The President of the society, Prof. Oladele Osibanjo, gave the advice in an interview with the News Agency of Nigeria (NAN) in Lagos on Thursday.
Osibanjo was speaking as part of activities to mark the 2017 World Water Day, which has been themed ‘Water and Wastewater’.
According to him, people dump human waste indiscriminately because the infrastructure to manage the material is non-existent.
“There is no central sewage plant in Lagos.
“The state is also lacking infrastructure for proper sewage management.
“As such the water bodies in the state have become breeding grounds for all forms of diseases.
“Most boreholes are contaminated and that has resulted in many people suffering from water-borne diseases,” he said.
Osibanjo said the water pipes running through the drainage systems have increased the likelihood of people contracting water-borne diseases.
According to him, the state is in dire need of a master plan for sanitation and a central sewage plant.
The WAMASON president advised the state government to set up a unit that would be responsible for monitoring the construction of septic tanks.
He said the measure would go a long way toward the proper management of human waste at the home level.
Osibanjo said considering its status, Lagos state should not allow its sewage management system to dilapidate.
During a presentation at the World Water Week in Stockholm in Sept. 2013, with the title: 'Implementation of water and sanitation policies and practices within the spatial plans of Lagos, Nigeria', the Lagos government said the state was the most populous city in sub-Saharan Africa as it had an estimated population of 17 million (2009).

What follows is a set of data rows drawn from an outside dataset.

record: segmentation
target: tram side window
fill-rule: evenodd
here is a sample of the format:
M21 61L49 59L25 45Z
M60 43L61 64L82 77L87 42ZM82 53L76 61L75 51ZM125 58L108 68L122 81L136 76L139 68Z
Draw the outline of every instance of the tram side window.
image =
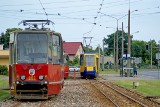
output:
M52 63L52 37L49 36L48 62Z
M59 36L53 35L52 36L52 62L54 64L59 64L60 63L60 38Z
M94 56L93 55L86 56L86 66L94 66Z

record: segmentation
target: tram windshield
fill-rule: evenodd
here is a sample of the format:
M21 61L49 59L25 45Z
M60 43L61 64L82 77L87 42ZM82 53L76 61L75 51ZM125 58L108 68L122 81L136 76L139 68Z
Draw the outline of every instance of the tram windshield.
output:
M86 66L94 66L94 55L86 56Z
M17 36L17 63L46 63L47 49L47 34L20 33Z

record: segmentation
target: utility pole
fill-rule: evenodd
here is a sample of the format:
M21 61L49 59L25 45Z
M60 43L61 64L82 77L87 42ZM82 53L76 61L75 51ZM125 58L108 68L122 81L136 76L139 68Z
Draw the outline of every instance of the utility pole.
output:
M114 71L116 69L116 52L115 52L115 47L116 47L116 33L114 33Z
M117 38L116 38L116 72L118 72L118 20L117 20Z
M102 71L104 71L104 39L102 40L102 42L103 42Z
M100 62L101 62L101 53L100 53L100 44L98 45L98 47L99 47L99 62L98 62L98 65L99 65L99 68L100 68Z
M152 69L152 40L150 40L151 41L151 69Z
M123 22L122 22L122 58L123 58L123 52L124 52L124 42L123 42Z
M89 48L91 44L91 40L93 37L83 37L83 45L86 44L86 47ZM86 39L90 39L90 42L87 44ZM84 45L85 46L85 45Z

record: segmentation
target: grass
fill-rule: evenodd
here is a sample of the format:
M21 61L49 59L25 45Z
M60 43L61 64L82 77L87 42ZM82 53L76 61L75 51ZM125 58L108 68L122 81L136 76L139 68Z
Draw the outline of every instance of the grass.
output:
M100 71L99 74L119 74L119 72L114 71L114 69L105 69L104 71Z
M6 76L0 75L0 89L8 88L8 80L1 80L1 78L5 78ZM8 98L10 96L9 91L7 90L0 90L0 101Z
M143 96L160 96L159 80L136 80L139 86L133 89L134 80L114 80L113 82L130 90L135 90Z

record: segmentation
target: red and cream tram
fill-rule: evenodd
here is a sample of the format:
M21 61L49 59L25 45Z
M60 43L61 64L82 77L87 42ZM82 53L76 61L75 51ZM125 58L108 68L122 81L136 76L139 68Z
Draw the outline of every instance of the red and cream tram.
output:
M48 99L64 84L61 34L44 28L49 20L22 23L30 27L10 34L10 93L16 99Z

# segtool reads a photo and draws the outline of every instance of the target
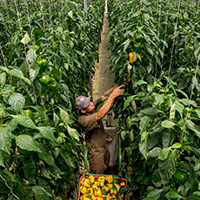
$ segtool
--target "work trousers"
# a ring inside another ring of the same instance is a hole
[[[88,147],[88,161],[90,165],[90,173],[104,174],[110,161],[110,153],[107,148]]]

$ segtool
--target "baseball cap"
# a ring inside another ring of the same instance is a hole
[[[76,99],[76,108],[79,110],[87,108],[89,106],[89,104],[90,104],[90,97],[79,96]]]

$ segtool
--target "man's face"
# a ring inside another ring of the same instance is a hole
[[[83,109],[85,111],[85,114],[89,114],[89,113],[94,113],[95,112],[95,105],[93,102],[90,102],[89,106],[85,109]]]

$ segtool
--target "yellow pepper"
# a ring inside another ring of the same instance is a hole
[[[112,175],[107,176],[107,177],[106,177],[106,181],[107,181],[108,183],[112,183],[112,182],[113,182],[113,177],[112,177]]]
[[[102,187],[102,193],[103,194],[108,194],[109,191],[110,191],[110,188],[108,186],[105,185],[105,186]]]
[[[84,185],[85,187],[88,187],[88,188],[92,186],[92,184],[90,183],[90,180],[89,180],[88,178],[86,178],[86,179],[84,180],[83,185]]]
[[[87,194],[87,188],[85,186],[81,186],[80,191],[82,194]]]
[[[103,197],[97,197],[97,200],[104,200]]]
[[[92,199],[91,195],[88,195],[88,194],[83,195],[83,200],[91,200],[91,199]]]
[[[87,193],[88,194],[94,194],[94,190],[92,188],[88,188]]]
[[[95,189],[94,189],[94,195],[95,195],[96,197],[102,197],[101,189],[100,189],[100,188],[95,188]]]
[[[94,181],[95,181],[94,176],[92,176],[92,175],[89,176],[88,179],[90,180],[90,183],[94,183]]]
[[[100,176],[98,181],[105,181],[105,177],[104,176]]]
[[[120,186],[122,187],[122,186],[125,186],[126,185],[126,183],[125,182],[121,182],[120,183]]]
[[[109,184],[106,184],[106,186],[108,186],[111,189],[113,187],[113,184],[109,183]]]
[[[117,189],[116,188],[111,188],[110,189],[110,194],[117,194]]]
[[[97,198],[92,194],[92,200],[96,200]]]
[[[120,185],[117,184],[117,183],[114,183],[114,187],[117,189],[117,192],[119,192],[119,190],[120,190]]]
[[[99,187],[103,187],[104,186],[104,181],[99,181],[98,186]]]

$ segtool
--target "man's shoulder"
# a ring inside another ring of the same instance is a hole
[[[78,118],[78,121],[79,121],[79,123],[80,122],[87,122],[88,120],[91,120],[91,119],[95,118],[95,116],[96,116],[96,113],[93,113],[91,115],[81,115]]]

The government said its population was predicted to grow to more than 24 million by 2015, making it the world’s 3rd largest city after Tokyo and Mumbai.

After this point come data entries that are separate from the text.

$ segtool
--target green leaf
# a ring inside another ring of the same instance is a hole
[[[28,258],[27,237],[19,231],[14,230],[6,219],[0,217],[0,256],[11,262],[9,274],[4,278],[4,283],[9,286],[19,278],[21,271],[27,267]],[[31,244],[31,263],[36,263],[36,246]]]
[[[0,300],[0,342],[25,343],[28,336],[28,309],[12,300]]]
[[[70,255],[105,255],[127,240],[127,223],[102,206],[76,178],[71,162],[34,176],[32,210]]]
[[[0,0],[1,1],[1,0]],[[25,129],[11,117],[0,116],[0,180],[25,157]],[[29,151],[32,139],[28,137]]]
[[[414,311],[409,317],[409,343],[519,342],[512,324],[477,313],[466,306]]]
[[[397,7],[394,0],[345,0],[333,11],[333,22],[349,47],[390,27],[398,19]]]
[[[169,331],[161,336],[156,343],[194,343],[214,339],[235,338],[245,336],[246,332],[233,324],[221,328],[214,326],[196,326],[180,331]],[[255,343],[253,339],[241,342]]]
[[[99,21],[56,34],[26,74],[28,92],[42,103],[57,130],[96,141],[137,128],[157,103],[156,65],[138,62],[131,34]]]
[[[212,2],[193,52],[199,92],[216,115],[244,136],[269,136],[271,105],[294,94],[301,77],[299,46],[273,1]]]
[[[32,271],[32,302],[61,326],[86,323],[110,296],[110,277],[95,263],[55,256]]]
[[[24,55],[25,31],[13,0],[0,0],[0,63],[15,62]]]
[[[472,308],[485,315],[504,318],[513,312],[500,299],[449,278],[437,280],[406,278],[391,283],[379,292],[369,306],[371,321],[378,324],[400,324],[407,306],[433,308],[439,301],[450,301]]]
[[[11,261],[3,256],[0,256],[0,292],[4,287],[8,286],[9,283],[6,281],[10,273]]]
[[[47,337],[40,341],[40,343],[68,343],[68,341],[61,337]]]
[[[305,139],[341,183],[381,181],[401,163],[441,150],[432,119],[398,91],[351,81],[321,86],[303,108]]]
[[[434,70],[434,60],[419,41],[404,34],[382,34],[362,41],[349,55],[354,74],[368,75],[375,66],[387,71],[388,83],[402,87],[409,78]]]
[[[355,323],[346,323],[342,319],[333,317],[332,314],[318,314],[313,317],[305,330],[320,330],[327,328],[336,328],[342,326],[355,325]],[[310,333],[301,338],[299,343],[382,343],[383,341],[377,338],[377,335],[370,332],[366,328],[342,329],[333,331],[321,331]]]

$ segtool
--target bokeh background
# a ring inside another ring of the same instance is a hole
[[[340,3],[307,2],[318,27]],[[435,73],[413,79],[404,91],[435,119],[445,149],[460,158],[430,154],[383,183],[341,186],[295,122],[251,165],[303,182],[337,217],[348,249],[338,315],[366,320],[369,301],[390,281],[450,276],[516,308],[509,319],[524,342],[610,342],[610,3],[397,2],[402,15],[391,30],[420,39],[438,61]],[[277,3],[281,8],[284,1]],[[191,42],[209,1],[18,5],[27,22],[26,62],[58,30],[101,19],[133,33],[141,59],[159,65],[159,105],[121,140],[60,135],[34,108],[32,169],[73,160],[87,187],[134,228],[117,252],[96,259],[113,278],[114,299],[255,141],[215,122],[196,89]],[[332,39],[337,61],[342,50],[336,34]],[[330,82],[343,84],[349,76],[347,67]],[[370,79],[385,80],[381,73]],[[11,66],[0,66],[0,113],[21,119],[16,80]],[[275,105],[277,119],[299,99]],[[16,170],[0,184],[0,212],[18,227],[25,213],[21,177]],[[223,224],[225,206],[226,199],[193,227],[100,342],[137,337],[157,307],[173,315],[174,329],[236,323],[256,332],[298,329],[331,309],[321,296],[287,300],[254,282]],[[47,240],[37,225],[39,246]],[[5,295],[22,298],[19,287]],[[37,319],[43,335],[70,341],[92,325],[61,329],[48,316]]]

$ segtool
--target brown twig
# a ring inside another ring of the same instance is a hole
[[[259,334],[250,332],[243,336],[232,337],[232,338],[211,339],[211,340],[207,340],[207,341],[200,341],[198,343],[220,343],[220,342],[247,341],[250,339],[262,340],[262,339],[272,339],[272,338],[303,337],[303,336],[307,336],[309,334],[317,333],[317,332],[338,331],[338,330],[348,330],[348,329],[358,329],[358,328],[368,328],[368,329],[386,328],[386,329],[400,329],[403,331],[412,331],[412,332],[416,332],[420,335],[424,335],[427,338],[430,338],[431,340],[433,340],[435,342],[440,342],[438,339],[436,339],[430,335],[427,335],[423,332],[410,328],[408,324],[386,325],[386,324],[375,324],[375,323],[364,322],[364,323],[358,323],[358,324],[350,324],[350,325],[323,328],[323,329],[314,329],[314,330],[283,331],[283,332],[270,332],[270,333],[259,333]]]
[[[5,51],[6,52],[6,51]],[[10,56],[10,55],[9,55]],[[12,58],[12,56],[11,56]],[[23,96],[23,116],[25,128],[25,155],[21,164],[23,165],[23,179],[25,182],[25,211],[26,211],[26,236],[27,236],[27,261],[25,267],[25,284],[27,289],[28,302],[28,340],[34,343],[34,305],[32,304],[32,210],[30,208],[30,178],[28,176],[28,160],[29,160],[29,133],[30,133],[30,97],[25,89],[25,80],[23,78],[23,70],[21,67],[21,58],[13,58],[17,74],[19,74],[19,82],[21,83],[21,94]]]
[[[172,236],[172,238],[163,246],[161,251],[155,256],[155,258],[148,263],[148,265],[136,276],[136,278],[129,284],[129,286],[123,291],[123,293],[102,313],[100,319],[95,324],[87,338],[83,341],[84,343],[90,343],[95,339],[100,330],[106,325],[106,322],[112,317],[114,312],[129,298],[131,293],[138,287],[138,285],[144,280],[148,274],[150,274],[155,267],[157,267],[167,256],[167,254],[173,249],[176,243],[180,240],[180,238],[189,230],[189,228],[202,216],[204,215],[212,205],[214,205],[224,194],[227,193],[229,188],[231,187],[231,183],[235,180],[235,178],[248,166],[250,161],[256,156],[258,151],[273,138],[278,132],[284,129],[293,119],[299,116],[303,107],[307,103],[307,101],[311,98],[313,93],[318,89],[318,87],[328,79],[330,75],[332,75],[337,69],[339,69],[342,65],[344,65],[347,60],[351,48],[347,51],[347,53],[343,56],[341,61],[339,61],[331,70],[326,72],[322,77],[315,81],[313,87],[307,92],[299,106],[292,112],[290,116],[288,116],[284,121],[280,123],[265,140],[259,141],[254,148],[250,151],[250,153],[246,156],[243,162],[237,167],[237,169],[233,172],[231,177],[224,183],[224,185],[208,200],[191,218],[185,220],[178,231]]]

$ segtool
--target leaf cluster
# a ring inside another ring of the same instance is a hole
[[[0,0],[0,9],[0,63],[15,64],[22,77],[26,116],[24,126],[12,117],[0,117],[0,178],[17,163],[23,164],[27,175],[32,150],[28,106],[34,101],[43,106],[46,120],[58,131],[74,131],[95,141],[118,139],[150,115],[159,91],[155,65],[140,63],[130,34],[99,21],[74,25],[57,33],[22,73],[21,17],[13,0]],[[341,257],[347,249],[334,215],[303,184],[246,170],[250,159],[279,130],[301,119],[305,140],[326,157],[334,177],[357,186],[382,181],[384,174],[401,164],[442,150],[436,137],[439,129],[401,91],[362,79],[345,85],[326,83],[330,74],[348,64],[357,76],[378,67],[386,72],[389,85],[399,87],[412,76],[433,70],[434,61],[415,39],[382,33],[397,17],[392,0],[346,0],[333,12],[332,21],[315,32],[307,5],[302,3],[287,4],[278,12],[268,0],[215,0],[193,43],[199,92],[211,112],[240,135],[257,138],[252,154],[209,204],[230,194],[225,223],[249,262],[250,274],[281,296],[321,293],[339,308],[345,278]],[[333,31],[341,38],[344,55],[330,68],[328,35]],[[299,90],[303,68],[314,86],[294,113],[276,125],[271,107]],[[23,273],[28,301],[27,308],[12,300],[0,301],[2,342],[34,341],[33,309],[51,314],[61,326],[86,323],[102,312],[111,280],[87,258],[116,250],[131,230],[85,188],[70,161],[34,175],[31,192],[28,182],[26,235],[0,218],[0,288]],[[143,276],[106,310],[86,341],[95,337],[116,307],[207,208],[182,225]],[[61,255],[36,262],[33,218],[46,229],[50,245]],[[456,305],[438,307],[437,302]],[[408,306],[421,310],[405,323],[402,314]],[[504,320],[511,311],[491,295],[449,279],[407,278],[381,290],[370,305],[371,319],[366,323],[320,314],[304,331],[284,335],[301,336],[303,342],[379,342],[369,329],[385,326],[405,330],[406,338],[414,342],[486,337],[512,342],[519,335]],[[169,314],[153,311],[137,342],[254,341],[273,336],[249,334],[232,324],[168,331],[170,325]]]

Mr Olutoyin Ayinde, the then Commissioner, Lagos State Ministry of Physical Planning & Urban Development, said the sanitation sector was lagging behind as in some local government areas, up to 34% of the households used unimproved latrines given the rudimentary system of sewage disposal.

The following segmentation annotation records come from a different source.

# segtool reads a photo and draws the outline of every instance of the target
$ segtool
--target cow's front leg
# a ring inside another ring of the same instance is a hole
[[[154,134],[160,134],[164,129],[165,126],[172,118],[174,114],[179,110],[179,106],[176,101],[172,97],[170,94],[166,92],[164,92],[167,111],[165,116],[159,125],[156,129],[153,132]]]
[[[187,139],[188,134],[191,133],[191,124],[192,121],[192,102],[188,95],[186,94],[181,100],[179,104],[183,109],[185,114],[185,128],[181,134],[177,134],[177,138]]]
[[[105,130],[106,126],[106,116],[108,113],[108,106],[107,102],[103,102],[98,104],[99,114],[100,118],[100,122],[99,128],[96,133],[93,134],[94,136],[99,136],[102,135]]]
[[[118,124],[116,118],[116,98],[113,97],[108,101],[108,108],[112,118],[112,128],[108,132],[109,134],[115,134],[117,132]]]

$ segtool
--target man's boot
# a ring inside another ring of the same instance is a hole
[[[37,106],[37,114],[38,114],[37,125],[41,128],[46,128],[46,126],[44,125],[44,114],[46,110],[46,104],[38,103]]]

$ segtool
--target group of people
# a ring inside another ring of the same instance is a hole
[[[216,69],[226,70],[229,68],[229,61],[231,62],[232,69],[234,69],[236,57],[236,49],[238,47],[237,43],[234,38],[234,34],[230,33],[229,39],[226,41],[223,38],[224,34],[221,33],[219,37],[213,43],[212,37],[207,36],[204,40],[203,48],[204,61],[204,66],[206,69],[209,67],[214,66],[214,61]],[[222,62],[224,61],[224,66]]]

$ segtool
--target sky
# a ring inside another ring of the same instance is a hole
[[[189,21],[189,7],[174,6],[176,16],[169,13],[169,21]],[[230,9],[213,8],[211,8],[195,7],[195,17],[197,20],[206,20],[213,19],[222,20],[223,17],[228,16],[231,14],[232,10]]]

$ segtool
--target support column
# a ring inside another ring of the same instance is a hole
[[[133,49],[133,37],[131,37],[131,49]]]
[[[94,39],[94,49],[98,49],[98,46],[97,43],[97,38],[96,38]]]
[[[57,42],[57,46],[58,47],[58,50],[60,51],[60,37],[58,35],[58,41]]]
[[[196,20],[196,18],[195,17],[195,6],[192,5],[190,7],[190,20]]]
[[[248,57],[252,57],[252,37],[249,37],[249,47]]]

Ayinde had said that 90 per cent of households used septic tanks and soak away systems, with the sludge trucked to 9 official sedimentation points.
He mentioned an “existing’’ Sustainable Sewage and Sanitation Strategy (SSSS) and 5-year Strategic Investment Plan for Sewage.
He said the strategy would see the state government renovating and developing waste water treatment plants, creating a sewage master plan, as well as laying 5,250 kilometres of sewers in the area.